My previous post
https://www.finextra.com/blogposting/12517/beware-the-financial-crime-bite-of-the-back-book talked about the dangers lurking in a firm’s back book of existing customers and how to find and address them. A key part of this exercise is to understand the data
that describes a customer, and hence understand whether they are a risk, an opportunity or in need of remediation.
The activity level of a customer, be that in terms of transactions or changes to their records, is an important input to our analysis, and there will be customers who are more active than others. So as hinted in the title of this post, we will look at some
quasi customer states that may look the same in terms of low levels of activity, but require very different handling and assignment. For example, the person deciding what action to take for a quiet customer will often bias the outcome:
- Marketers will often see an opportunity to retain/rekindle a quiet customer for revenue
- Operations will see an opportunity to cut out processing for cost and time saving
- Risk/compliance may see the change in activity pattern as a red flag to be investigated to reduce risk
This presents a mix of challenges and risks depending on the customer’s circumstances. So how do we define the different types and how do we identify them sufficiently to assign the right department to follow up? Whilst not the complete range of options,
we will concentrate on the three main states of dormant, deceased and gone away.
Dormant is a state where there have been no material economic transactions, remembering to exclude automatic transactions such as annual interest payments or non-transaction account fees, for a significant time as defined by the institutions policy.
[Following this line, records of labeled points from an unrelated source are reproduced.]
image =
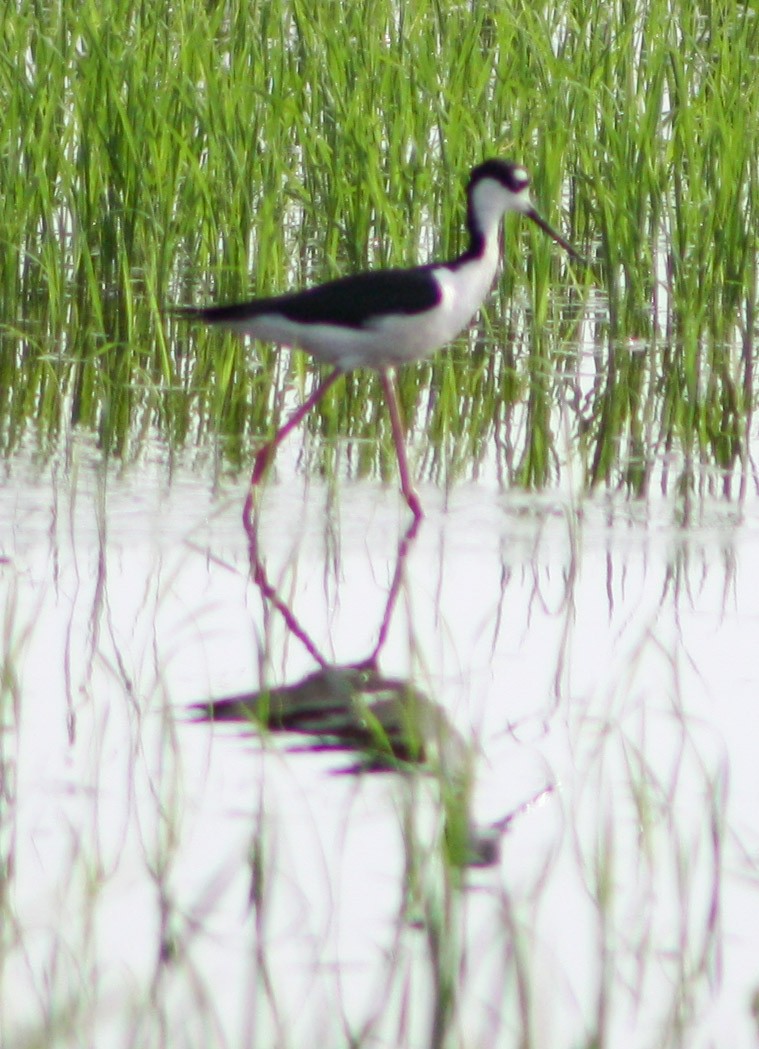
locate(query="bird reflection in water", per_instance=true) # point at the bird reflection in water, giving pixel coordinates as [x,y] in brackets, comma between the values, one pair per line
[385,724]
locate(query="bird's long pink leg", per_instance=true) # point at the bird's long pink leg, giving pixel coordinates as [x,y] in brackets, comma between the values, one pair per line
[398,437]
[265,454]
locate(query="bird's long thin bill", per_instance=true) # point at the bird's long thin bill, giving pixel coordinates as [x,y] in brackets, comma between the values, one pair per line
[539,220]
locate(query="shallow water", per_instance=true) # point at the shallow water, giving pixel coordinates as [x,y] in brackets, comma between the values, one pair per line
[171,882]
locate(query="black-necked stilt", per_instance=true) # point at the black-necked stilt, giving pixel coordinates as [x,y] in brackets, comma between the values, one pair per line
[389,317]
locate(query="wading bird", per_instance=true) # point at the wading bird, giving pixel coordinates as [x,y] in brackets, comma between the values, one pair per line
[386,318]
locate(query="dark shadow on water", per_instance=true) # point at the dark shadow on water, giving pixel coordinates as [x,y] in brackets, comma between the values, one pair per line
[386,724]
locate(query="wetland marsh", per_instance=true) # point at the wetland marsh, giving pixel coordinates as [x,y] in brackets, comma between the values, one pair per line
[579,600]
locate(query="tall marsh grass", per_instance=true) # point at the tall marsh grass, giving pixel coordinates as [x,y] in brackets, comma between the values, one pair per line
[182,152]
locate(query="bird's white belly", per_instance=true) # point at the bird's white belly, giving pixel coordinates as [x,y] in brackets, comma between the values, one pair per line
[391,340]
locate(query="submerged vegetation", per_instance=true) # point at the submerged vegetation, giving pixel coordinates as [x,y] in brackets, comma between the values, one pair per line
[182,152]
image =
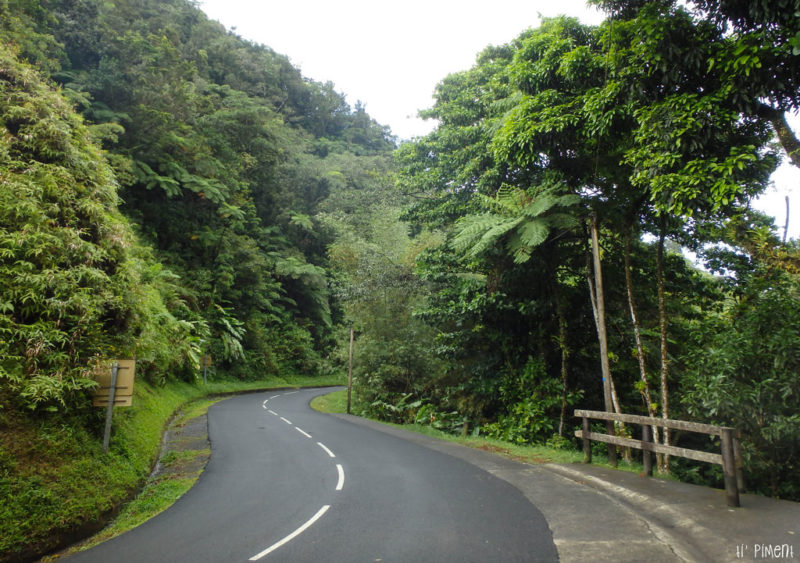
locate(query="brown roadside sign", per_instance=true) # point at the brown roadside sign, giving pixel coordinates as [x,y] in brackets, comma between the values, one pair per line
[123,394]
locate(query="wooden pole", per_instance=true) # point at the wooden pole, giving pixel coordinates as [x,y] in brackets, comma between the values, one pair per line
[110,408]
[350,371]
[587,444]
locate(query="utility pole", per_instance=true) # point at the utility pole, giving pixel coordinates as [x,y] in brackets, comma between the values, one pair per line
[350,371]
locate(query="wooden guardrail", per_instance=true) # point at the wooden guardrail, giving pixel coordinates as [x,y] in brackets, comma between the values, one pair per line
[730,457]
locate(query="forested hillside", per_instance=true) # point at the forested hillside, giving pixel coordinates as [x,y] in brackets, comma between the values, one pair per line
[169,190]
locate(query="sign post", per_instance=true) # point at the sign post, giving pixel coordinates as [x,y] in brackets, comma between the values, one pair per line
[114,389]
[110,407]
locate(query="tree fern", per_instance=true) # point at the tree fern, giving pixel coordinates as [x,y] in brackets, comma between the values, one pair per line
[523,219]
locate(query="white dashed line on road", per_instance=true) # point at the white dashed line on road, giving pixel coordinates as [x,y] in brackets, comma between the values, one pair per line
[327,451]
[340,484]
[293,535]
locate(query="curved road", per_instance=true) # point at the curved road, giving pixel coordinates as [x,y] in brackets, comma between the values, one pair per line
[285,483]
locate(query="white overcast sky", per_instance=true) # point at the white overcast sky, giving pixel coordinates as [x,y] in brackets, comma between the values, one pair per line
[391,54]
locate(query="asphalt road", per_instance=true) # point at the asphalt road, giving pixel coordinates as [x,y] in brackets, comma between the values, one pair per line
[285,483]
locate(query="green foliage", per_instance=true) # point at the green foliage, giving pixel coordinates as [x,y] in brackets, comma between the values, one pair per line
[746,378]
[531,400]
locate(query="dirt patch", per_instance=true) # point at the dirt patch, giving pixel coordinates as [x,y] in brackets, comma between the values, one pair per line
[186,449]
[505,452]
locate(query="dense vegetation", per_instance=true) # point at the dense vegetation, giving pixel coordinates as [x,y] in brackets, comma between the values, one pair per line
[169,190]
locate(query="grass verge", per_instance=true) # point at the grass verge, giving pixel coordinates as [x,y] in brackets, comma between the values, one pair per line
[336,402]
[58,486]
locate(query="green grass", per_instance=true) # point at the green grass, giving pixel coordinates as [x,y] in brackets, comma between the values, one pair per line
[55,477]
[336,402]
[332,402]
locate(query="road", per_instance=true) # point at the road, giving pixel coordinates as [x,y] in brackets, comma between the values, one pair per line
[285,483]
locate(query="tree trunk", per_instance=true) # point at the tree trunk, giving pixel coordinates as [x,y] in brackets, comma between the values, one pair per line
[562,344]
[597,297]
[786,137]
[645,390]
[662,321]
[600,316]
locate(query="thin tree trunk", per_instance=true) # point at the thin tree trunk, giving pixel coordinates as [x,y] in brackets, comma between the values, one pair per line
[562,344]
[600,316]
[645,389]
[662,321]
[786,137]
[786,225]
[596,295]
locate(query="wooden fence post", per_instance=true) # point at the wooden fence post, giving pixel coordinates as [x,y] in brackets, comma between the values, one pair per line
[647,455]
[612,449]
[737,458]
[587,444]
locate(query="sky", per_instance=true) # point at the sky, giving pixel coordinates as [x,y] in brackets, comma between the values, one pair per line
[391,54]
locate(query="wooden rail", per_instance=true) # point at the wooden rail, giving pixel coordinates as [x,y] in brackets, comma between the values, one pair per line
[730,457]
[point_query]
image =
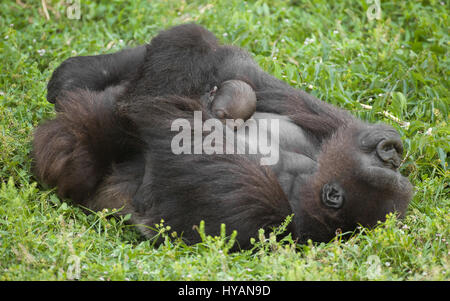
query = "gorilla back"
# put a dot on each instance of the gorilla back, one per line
(335, 171)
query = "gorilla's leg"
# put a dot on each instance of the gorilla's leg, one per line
(75, 150)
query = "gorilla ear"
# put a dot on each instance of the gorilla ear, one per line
(333, 195)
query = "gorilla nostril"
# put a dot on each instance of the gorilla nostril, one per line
(389, 151)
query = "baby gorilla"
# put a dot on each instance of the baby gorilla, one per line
(235, 99)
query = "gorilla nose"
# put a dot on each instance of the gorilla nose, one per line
(390, 152)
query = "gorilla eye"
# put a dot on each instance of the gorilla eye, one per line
(333, 195)
(220, 114)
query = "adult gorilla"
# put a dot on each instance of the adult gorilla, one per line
(110, 146)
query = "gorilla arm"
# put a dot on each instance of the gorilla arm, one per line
(95, 73)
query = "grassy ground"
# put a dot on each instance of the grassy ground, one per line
(399, 64)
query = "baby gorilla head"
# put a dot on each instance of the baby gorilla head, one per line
(235, 100)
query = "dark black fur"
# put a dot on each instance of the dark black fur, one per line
(109, 146)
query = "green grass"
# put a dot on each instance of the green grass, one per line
(399, 64)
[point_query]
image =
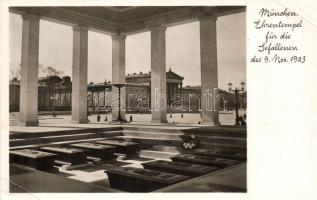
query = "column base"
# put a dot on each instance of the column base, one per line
(158, 121)
(29, 123)
(211, 123)
(82, 121)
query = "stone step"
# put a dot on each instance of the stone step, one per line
(21, 134)
(221, 146)
(59, 138)
(225, 140)
(157, 154)
(153, 129)
(161, 135)
(171, 149)
(150, 141)
(55, 143)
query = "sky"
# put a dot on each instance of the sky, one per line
(182, 50)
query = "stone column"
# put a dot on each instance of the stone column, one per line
(79, 85)
(158, 74)
(209, 73)
(29, 70)
(118, 75)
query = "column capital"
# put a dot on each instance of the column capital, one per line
(207, 17)
(158, 27)
(80, 27)
(33, 16)
(120, 37)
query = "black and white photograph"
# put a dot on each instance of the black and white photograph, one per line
(128, 99)
(157, 99)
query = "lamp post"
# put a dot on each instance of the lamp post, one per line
(53, 105)
(236, 93)
(119, 86)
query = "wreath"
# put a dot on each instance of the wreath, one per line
(190, 141)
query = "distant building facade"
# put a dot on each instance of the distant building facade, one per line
(55, 94)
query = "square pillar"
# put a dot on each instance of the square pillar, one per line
(209, 72)
(29, 70)
(79, 83)
(118, 76)
(158, 74)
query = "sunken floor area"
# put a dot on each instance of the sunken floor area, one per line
(128, 158)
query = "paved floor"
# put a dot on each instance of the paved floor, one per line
(63, 122)
(23, 179)
(232, 179)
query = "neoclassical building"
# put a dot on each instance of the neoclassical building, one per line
(55, 93)
(119, 23)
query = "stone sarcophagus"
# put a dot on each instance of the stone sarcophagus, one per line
(74, 156)
(100, 151)
(122, 147)
(221, 153)
(32, 158)
(141, 180)
(182, 168)
(204, 160)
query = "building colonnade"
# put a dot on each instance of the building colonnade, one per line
(29, 65)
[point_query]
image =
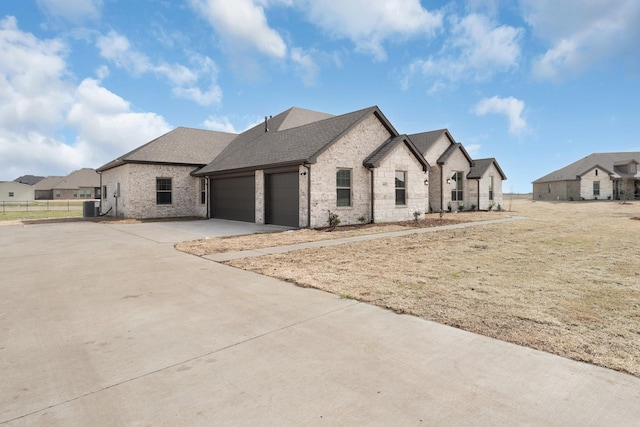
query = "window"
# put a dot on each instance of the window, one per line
(490, 188)
(163, 191)
(343, 186)
(456, 186)
(401, 188)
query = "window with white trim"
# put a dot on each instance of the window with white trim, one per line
(343, 187)
(163, 191)
(401, 188)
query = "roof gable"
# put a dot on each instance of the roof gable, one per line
(257, 148)
(377, 157)
(78, 179)
(184, 146)
(480, 167)
(48, 183)
(578, 168)
(452, 149)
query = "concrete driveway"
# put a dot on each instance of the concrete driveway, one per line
(110, 325)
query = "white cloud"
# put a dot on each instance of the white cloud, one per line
(369, 23)
(305, 65)
(476, 49)
(106, 126)
(582, 33)
(72, 10)
(242, 24)
(117, 49)
(510, 107)
(49, 125)
(473, 149)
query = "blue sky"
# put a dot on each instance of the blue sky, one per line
(537, 84)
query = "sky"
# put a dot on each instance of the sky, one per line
(537, 84)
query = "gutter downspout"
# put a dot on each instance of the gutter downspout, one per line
(372, 197)
(100, 202)
(308, 167)
(207, 195)
(441, 189)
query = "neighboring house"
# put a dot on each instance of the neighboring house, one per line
(597, 176)
(297, 169)
(44, 188)
(455, 179)
(29, 179)
(11, 191)
(81, 184)
(156, 181)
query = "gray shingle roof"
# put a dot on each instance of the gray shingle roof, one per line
(29, 179)
(48, 183)
(376, 158)
(186, 146)
(256, 148)
(425, 140)
(449, 151)
(480, 166)
(82, 178)
(606, 161)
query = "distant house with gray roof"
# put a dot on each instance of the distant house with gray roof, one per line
(295, 169)
(597, 176)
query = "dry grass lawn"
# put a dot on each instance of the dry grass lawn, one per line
(566, 280)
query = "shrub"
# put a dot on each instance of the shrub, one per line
(334, 220)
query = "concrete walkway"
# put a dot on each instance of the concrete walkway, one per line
(101, 326)
(228, 256)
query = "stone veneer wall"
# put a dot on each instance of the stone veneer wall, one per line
(497, 189)
(349, 153)
(138, 191)
(457, 162)
(586, 185)
(417, 197)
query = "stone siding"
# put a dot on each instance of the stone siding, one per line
(349, 153)
(138, 192)
(482, 197)
(456, 162)
(417, 200)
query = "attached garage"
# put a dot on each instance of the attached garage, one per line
(282, 199)
(234, 198)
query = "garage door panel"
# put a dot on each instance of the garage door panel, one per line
(234, 198)
(282, 199)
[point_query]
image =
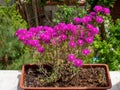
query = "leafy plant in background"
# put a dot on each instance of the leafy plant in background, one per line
(10, 20)
(108, 50)
(67, 13)
(105, 3)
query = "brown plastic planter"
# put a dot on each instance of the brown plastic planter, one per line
(67, 88)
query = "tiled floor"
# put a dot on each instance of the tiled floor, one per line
(9, 80)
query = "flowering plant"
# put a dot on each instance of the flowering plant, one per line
(65, 41)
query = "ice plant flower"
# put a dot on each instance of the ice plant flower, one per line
(62, 39)
(89, 40)
(72, 44)
(85, 52)
(77, 20)
(80, 42)
(71, 57)
(98, 8)
(99, 19)
(78, 62)
(106, 11)
(40, 49)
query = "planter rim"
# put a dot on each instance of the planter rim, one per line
(66, 88)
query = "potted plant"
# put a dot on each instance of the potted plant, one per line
(62, 50)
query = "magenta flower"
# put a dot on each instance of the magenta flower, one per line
(71, 57)
(80, 42)
(20, 32)
(90, 26)
(78, 62)
(40, 49)
(98, 8)
(77, 20)
(85, 52)
(106, 11)
(63, 37)
(71, 38)
(95, 31)
(21, 37)
(89, 40)
(92, 13)
(33, 43)
(72, 44)
(86, 19)
(99, 19)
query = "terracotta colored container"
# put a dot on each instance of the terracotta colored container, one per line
(67, 88)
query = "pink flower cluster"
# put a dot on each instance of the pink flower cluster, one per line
(75, 35)
(93, 16)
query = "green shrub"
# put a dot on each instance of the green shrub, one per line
(67, 13)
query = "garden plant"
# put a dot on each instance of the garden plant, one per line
(64, 48)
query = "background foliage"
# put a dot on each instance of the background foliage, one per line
(10, 49)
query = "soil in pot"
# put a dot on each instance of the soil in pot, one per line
(86, 77)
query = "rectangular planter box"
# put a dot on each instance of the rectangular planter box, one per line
(68, 88)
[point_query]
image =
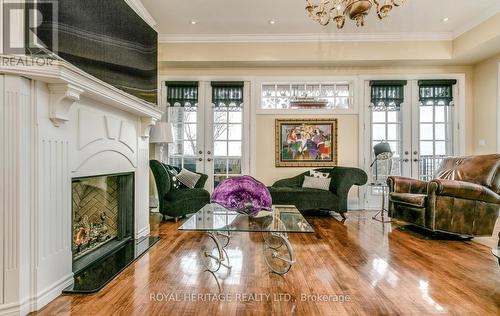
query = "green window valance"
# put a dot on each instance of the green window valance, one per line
(387, 94)
(436, 92)
(182, 93)
(227, 93)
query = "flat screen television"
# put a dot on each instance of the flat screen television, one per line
(108, 40)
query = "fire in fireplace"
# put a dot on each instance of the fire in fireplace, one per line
(102, 209)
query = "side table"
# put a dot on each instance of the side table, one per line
(383, 186)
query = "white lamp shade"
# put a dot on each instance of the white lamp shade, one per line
(162, 132)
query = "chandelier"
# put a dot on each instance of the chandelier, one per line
(327, 11)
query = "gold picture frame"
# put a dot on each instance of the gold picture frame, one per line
(306, 142)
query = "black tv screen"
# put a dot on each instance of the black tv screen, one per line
(107, 39)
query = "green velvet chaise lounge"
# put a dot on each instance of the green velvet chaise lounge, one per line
(177, 202)
(290, 191)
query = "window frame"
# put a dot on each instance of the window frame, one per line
(308, 80)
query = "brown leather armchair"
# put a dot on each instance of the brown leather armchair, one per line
(463, 199)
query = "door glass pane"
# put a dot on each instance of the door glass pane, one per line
(220, 148)
(426, 114)
(234, 166)
(235, 131)
(189, 148)
(220, 131)
(184, 118)
(426, 132)
(235, 117)
(378, 132)
(385, 127)
(378, 116)
(436, 136)
(426, 148)
(392, 116)
(440, 131)
(190, 164)
(440, 114)
(220, 166)
(392, 131)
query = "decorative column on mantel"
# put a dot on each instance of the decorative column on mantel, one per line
(59, 122)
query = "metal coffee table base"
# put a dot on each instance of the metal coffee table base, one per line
(278, 252)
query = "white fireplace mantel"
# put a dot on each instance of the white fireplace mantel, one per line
(58, 123)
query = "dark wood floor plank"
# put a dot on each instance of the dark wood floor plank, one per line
(384, 269)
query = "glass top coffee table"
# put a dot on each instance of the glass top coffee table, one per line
(219, 223)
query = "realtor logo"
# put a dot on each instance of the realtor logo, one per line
(30, 27)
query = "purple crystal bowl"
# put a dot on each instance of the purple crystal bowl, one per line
(243, 194)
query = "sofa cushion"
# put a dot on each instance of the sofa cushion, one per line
(417, 200)
(304, 198)
(316, 183)
(188, 178)
(187, 194)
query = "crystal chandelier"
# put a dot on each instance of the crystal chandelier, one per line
(327, 11)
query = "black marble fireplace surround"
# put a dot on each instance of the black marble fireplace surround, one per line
(102, 216)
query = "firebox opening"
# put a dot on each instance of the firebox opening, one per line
(102, 213)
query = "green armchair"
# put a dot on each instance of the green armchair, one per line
(177, 202)
(290, 191)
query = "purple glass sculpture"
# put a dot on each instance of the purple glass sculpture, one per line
(243, 194)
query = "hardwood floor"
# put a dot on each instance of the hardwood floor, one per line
(382, 270)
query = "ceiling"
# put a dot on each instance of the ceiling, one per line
(243, 19)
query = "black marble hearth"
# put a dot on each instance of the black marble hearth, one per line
(95, 276)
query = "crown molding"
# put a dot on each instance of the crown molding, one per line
(476, 20)
(318, 37)
(139, 8)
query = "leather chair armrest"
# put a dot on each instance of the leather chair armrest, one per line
(406, 185)
(465, 190)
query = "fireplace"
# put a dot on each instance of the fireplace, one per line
(102, 216)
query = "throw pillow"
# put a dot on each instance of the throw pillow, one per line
(188, 178)
(317, 183)
(318, 174)
(175, 184)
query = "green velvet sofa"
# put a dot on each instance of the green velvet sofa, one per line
(177, 202)
(290, 191)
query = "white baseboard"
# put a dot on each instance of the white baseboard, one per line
(353, 204)
(49, 294)
(142, 232)
(36, 303)
(11, 309)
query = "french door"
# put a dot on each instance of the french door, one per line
(421, 132)
(210, 121)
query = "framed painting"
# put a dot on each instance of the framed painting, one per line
(306, 142)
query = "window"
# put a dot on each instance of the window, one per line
(182, 99)
(306, 95)
(385, 102)
(436, 124)
(227, 100)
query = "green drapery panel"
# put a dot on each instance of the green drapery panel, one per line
(182, 93)
(227, 93)
(387, 94)
(436, 92)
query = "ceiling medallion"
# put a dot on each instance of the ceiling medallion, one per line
(337, 10)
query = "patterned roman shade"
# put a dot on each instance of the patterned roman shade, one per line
(436, 92)
(227, 93)
(387, 94)
(182, 93)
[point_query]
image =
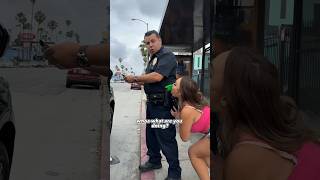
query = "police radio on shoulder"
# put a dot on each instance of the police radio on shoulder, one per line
(83, 60)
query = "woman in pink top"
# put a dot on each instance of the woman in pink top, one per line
(262, 133)
(195, 115)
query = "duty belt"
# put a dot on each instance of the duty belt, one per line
(157, 98)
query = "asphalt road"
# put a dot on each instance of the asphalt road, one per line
(58, 129)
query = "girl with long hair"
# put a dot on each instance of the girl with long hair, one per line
(262, 132)
(195, 115)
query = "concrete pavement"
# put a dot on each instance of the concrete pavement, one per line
(128, 140)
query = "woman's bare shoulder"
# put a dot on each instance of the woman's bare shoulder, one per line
(253, 162)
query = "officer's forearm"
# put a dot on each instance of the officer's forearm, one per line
(149, 78)
(102, 70)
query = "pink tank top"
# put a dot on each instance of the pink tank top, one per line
(306, 160)
(202, 125)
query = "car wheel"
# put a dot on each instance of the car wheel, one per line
(4, 163)
(68, 84)
(111, 117)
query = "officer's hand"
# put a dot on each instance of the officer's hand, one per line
(175, 113)
(63, 55)
(129, 78)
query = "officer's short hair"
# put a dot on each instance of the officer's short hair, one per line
(149, 33)
(4, 39)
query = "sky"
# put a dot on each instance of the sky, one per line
(126, 35)
(89, 19)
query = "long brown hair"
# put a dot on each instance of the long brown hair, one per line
(190, 94)
(254, 104)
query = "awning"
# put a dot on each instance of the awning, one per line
(183, 24)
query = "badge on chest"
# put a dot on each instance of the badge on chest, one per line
(152, 64)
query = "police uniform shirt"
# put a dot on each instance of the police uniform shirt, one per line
(164, 63)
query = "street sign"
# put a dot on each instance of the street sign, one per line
(27, 36)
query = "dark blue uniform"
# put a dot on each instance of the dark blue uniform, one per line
(158, 106)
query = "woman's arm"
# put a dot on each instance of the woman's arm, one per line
(187, 116)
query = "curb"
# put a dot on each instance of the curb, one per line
(150, 175)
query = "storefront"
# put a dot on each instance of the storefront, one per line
(285, 31)
(185, 28)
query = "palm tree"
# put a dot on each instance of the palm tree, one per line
(40, 17)
(27, 26)
(77, 37)
(52, 25)
(22, 19)
(33, 2)
(60, 34)
(68, 22)
(70, 34)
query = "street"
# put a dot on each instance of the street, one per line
(125, 138)
(57, 129)
(128, 140)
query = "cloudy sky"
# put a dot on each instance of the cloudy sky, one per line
(89, 19)
(126, 35)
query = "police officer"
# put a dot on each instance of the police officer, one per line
(160, 71)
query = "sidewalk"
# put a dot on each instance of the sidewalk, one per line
(188, 173)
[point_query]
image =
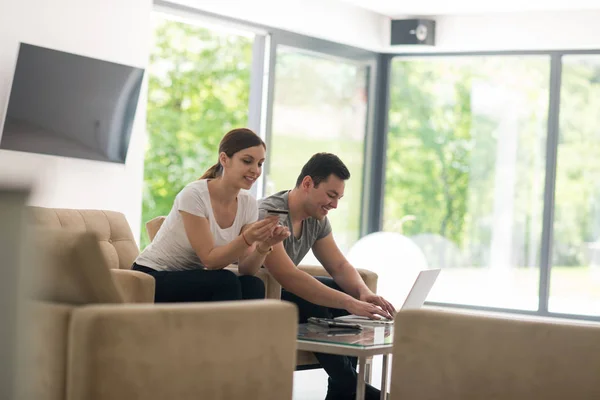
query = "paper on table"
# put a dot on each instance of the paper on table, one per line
(364, 320)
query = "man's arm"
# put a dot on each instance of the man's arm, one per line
(344, 274)
(304, 285)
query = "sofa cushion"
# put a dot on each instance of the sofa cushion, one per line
(111, 228)
(72, 269)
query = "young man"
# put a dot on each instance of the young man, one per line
(318, 189)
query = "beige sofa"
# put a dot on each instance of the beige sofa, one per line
(305, 359)
(88, 345)
(458, 356)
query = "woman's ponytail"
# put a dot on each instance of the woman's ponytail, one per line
(212, 172)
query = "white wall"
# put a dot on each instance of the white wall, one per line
(111, 30)
(558, 30)
(324, 19)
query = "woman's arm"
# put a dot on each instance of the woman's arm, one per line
(251, 263)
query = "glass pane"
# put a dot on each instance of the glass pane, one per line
(465, 173)
(199, 85)
(320, 105)
(575, 273)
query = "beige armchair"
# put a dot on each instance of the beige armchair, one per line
(456, 356)
(88, 345)
(305, 360)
Once
this occurs for all accounts, the customer will be marked as dormant and require a special process, potentially with a reconfirmation of KYC, to revive it to normal active state. Whilst this may limit the AML risk, if an individual or company becomes sanctioned
it does not matter to the authorities whether the customer is dormant or not.
Deceased is simple in concept, but as with so many things related to customer data can be complex in practice. So much depends on other people or institutions passing on information. Handling of the customer’s accounts in the same way as dormancy will potentially
complicate an already complex and delicate situation. Also if activity does restart on the deceased persons account, as happens more often than you might expect, there is a clear and urgent need to investigate further.
Gone away typically means that the customer is no longer in contact with the bank or financial institution. For example, the customer may have moved, but not told them of the new address. This may simply have been forgetfulness, likely in the case of a low
or nil balance, or deliberate – say in the case of an account in overdraft. Initially the customer may simply look dormant and unresponsive until other indicators such as returned mail are identified and linked with this customer. As more and more statements
or other regular communications move to paperless processes this returned mail trigger is less likely to occur before a customer moves to dormancy. Customers who are marked as gone aways raise financial crime issues – the need to rerun and prove parts of the
KYC process including the new address without access to the old address - and operational problems as reissue of lost statements, collection of debts etc.
So what is required is sufficient data of sufficient quality to identify the state of the quiet customer. It is then a matter of balancing the demands of the different business actors involved so as to enable the cost, risk and potential for revenue to be
managed in line with an institutions appetite. To get this data may well be a problem as the internal data held may be stale for a quiet customer so other sources are required.
External data can be a useful aid to differentiating which state a customer is in, and hence which action or mix of actions is preferred. For example, in the UK there are services for identifying gone aways and various feeds of information on deceased individuals.
However, as with all external data, it is important to ensure the correct quality feed (or feeds) and knowledge of how it should be matched against each other and against the base customer record. With a feed like this combining data from multiple sources,
it is important to understand the construction of the feed, it's detailed quality challenges and whether it can be used for the specific purpose. There has been more than one example of overzealous application of the deceased feed information to switch off
bank accounts by simply matching initial, surname and address. Both financial firm and data provider have potential incentives to suppress as many customer records as possible for cost and revenue reasons respectively. However, this does not help when having
the “challenging” conversation in person at a branch telling the son of a recently deceased person that his account has also been terminated – the outcome typically does not go well for the bank.